The other major point of contention is the foundation’s longtime practice of accepting contributions from foreign countries. Bill and Hillary Clinton agreed to suspend most of those donations while Hillary was secretary of state, but at least one — a $500,000 check from Algeria for Haitian earthquake relief — slipped through the cracks. And the Clintons resumed taking money from foreign governments after Hillary resigned from the Obama administration in early 2013. Saudi Arabia and Norway have each given between $10 million and $25 million to the Clinton Foundation since its inception, according to the organization’s records. …
- It reinforces a series of powerful memes against Hillary Clinton: Republicans say she’s unwilling to play by the same rules as everyone else, and her populist turn on the campaign trail is at odds with her big-dollar fundraising, much of it from foreign governments and individuals.
- Perhaps more important — since most Republicans aren’t inclined to vote for her — it reminds Democrats of two toxic perceptions about Clinton within the Democratic Party: she’s too cozy with, perhaps even co-opted by, the very Wall Street and corporate titans who are most reviled on the left (Barclays, Citi, Goldman Sachs, ExxonMobil, and Walmart are all foundation supporters), and she exercises poor judgment around both the money she raises and the company she keeps.
It’s a little more than just a poor choice of friends. The person in charge of enforcing sanctions on Iran somehow missed key violations from a man who was pouring millions of dollars into her family foundation. That smells to high heaven.
Update: Added a point from Newsweek in the initial excerpt and updated the paragraph that follows to note that Interpipe was violating sanctions. It may not have been clear in the original post.
Update: Mark Hemingway also notes the peculiar lead, and says campaign coverage is only going to get worse:
The worst reading of this is that the media is hopelessly biased in favor of Democrats, and to some latent degree actually buys into Hillary Clinton’s famous assertion that there’s a “vast right-wing conspiracy” out to get her.
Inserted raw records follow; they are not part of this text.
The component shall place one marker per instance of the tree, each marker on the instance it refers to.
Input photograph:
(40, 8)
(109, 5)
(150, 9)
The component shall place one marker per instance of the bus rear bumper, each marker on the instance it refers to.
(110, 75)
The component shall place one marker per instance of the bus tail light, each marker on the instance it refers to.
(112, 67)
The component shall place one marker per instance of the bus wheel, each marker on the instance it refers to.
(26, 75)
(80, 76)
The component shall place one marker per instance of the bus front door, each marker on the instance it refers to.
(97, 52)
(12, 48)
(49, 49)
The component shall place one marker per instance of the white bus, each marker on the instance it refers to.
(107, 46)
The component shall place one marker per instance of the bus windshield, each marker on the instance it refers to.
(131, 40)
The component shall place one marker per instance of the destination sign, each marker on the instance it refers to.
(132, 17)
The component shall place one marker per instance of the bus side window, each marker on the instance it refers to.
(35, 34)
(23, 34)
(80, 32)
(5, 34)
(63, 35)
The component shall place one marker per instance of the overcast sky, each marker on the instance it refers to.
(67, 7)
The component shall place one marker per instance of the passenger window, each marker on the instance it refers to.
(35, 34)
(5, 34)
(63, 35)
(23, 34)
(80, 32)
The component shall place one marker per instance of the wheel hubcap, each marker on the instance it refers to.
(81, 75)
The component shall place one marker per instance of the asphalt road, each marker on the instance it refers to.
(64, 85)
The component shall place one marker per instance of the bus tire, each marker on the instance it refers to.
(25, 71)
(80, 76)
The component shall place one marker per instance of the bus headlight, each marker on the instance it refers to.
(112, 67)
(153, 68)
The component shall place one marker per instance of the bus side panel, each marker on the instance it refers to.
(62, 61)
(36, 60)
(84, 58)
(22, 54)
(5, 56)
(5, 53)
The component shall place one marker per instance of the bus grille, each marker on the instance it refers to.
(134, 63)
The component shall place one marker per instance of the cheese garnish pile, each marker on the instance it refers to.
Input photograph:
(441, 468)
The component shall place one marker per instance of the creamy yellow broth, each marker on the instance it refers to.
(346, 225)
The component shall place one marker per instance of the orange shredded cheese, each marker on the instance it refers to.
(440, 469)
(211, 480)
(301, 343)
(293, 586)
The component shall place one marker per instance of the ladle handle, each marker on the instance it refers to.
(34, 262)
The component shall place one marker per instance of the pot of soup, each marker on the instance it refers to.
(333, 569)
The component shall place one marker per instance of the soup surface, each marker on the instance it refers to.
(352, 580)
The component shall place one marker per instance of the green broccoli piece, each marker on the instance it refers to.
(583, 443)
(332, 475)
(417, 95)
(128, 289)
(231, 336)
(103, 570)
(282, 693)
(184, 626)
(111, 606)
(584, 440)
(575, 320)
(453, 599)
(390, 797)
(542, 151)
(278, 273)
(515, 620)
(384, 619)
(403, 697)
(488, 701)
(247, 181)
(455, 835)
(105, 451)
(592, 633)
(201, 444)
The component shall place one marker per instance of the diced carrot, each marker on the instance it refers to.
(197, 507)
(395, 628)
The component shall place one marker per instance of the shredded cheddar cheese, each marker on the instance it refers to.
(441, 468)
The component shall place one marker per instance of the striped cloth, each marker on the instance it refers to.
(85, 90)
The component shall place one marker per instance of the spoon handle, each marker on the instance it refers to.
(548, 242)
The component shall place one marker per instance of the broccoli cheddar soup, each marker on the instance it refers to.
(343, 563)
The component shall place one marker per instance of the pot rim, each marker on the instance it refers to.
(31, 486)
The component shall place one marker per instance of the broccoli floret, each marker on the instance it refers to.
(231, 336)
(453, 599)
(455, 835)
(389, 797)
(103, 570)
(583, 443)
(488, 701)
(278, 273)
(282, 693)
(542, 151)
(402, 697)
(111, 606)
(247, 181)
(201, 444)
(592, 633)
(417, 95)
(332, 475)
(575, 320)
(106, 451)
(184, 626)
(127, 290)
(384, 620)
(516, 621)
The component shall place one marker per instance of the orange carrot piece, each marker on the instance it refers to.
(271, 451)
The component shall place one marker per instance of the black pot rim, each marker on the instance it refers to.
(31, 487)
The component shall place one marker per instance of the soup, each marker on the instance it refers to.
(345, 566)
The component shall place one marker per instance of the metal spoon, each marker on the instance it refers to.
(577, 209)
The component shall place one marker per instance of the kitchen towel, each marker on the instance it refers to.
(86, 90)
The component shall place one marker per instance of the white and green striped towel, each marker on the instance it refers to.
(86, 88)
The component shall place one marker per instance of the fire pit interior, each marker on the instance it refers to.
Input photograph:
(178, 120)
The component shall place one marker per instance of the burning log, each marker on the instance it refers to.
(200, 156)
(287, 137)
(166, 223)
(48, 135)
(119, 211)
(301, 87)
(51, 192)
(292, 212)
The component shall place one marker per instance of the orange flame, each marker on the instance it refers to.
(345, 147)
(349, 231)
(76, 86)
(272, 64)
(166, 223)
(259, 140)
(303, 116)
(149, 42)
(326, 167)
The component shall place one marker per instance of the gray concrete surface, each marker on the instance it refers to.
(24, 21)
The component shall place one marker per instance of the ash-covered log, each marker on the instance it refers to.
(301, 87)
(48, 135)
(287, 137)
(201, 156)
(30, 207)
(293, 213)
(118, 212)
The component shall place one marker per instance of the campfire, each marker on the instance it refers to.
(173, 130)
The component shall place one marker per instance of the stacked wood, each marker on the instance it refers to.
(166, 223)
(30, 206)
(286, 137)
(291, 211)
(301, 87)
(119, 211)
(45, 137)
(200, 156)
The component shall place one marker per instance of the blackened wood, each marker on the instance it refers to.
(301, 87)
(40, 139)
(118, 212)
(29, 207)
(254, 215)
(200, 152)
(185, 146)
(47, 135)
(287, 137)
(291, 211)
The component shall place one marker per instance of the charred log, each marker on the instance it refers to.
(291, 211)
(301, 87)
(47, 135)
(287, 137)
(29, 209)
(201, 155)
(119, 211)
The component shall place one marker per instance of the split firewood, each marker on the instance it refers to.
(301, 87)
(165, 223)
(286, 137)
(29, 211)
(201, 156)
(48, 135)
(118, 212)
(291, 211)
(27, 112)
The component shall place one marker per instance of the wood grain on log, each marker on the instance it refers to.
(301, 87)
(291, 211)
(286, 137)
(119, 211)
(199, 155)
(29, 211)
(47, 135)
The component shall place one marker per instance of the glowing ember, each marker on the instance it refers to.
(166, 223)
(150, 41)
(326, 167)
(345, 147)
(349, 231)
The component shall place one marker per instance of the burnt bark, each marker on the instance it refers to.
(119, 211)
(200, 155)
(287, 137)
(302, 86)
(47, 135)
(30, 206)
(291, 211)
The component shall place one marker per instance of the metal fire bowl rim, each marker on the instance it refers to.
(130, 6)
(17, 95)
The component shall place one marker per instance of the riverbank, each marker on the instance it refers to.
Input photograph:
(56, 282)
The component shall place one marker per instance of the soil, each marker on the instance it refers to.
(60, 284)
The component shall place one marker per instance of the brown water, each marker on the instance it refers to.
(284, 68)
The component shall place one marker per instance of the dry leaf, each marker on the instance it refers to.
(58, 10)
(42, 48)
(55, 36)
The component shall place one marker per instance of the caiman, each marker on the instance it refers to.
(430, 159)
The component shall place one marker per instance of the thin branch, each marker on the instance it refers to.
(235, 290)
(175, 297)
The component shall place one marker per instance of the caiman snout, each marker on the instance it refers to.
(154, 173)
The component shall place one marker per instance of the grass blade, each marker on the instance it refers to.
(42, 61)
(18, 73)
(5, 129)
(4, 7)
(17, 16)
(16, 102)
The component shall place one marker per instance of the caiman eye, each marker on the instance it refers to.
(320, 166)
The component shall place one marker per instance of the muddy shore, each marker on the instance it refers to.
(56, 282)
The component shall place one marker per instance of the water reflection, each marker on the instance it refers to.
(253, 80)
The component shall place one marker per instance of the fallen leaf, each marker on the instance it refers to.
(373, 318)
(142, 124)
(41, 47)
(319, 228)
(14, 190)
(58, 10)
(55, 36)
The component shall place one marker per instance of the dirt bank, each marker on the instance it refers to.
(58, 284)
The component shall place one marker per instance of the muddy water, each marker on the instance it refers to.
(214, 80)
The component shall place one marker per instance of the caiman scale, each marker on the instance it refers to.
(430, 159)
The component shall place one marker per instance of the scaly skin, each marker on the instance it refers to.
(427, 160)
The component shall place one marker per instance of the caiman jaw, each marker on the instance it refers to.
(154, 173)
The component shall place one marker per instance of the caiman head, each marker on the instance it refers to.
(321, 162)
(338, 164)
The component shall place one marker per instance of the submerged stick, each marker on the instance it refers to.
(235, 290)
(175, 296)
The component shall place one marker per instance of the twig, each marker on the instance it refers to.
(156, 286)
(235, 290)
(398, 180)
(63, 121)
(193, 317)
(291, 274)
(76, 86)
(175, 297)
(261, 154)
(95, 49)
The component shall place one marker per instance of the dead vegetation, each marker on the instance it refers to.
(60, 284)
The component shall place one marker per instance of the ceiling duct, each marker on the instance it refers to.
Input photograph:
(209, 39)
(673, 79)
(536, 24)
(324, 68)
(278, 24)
The most favorable interpretation of this is that the media is incapable of covering substantive facts in a straightforward manner, and always defaults to petty horse race coverage of the presidential race. And there’s always a possibility that it’s a little bit of both.
But any way you read this, it’s a reminder of how bad campaign coverage has been in recent elections. It’s going to be a long 18 months.
Get ready for the but will Republicans overreach meme every time something damaging emerges about Hillary. It’s how the media rolls these days.